1. A hot cutting method for a high-hardness wear-resistant steel plate with the thickness of 50-80 mm is characterized by comprising the following steps:

s1: hot cutting preparation of the steel plate in a rolling state: rolling the plate blank into a steel plate to obtain a ferrite and pearlite structure, and quickly and slowly cooling the steel plate at the slow cooling temperature of more than 550 ℃ for more than 50 hours;

s2: hot cutting of the steel plate in a rolling state: cutting the steel plate into L-shaped steel plates with sample blocks at the corners after the steel plate is taken out of the slow cooling pit, quickly cooling the steel plate in a heaping mode, wherein the heaping cooling temperature is more than or equal to 120 ℃, the heaping cooling time is more than or equal to 15 hours, and cooling the steel plate to room temperature;

s3: heat treatment after cutting of the rolled steel sheet: carrying out quenching and low-temperature tempering heat treatment on the steel plate, wherein the tempering temperature is 180-220 ℃, and obtaining a high-hardness wear-resistant steel plate with a matrix structure of tempered martensite;

s4: separating the heat-treated steel plate from the corner sample block: and after the steel plate is taken out of the furnace through heat treatment, the cutting temperature of the steel plate is more than or equal to 150 ℃, the connecting part of the steel plate and the corner sample block is subjected to hot cutting and separation to obtain a finished steel plate and a detection sample block, the finished steel plate is rapidly cooled in a heaped mode, the temperature of the heaped cooling is more than or equal to 120 ℃, and the steel plate is cooled to room temperature.

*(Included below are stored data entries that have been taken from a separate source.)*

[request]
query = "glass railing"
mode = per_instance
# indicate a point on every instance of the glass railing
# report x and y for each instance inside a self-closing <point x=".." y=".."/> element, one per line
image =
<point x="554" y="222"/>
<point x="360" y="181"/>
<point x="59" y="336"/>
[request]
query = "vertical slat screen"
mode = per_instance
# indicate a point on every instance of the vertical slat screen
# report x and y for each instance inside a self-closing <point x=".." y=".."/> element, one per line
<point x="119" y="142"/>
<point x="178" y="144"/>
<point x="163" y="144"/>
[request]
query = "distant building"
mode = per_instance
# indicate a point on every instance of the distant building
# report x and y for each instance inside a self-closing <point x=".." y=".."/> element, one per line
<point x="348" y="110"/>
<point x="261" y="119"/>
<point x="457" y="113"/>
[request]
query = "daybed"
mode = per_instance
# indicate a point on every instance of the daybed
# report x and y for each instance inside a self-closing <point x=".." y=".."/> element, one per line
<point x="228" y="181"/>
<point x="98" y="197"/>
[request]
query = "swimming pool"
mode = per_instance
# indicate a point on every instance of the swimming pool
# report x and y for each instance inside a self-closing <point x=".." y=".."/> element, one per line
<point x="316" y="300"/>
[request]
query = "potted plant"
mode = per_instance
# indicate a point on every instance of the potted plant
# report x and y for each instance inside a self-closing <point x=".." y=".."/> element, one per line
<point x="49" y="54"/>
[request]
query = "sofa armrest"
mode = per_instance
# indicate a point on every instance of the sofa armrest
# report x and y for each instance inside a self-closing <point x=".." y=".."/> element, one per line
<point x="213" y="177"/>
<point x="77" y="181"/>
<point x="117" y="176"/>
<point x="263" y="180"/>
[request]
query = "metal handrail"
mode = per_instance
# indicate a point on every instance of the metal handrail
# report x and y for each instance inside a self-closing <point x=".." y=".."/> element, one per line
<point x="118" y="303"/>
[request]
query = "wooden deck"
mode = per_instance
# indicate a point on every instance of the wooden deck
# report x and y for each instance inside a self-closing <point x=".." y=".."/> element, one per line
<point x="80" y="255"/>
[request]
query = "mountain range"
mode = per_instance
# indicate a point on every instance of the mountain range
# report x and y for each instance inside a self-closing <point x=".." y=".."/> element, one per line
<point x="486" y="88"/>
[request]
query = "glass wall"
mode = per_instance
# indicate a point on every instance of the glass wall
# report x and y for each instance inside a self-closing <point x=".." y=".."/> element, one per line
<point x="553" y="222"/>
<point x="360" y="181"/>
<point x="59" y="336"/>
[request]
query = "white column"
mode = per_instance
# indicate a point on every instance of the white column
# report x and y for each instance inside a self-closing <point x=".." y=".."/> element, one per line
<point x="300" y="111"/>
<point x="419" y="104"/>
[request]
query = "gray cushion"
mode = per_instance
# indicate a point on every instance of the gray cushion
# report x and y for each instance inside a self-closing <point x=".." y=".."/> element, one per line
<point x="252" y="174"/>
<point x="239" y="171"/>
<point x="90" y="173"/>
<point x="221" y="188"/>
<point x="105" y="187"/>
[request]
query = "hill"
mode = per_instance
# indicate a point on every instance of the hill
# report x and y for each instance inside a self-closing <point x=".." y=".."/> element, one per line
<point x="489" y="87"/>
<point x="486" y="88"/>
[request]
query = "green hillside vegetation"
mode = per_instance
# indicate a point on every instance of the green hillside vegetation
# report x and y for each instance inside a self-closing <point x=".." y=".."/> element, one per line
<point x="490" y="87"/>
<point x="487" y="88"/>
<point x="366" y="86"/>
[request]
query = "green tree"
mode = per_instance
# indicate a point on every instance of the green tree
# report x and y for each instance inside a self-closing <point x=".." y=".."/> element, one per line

2. The hot cutting method for the high-hardness wear-resistant steel plate with the thickness of 50-80 mm according to claim 1, wherein a cutting seam is formed between the steel plate body of the L-shaped steel plate and the corner sample block, and the length of the cutting seam is 62.5% -75% of the length of the sample block.

3. The hot cutting method for high-hardness wear-resistant steel plate with a thickness of 50-80 mm according to claim 1, wherein the cutting temperature of the steel plate in the step S2 is 200-300 ℃.

4. The method for hot cutting a high-hardness wear-resistant steel plate with a thickness of 50-80 mm as claimed in claim 1, wherein the size of the corner sample block of the steel plate in the step S2 is 200mm x 400 mm.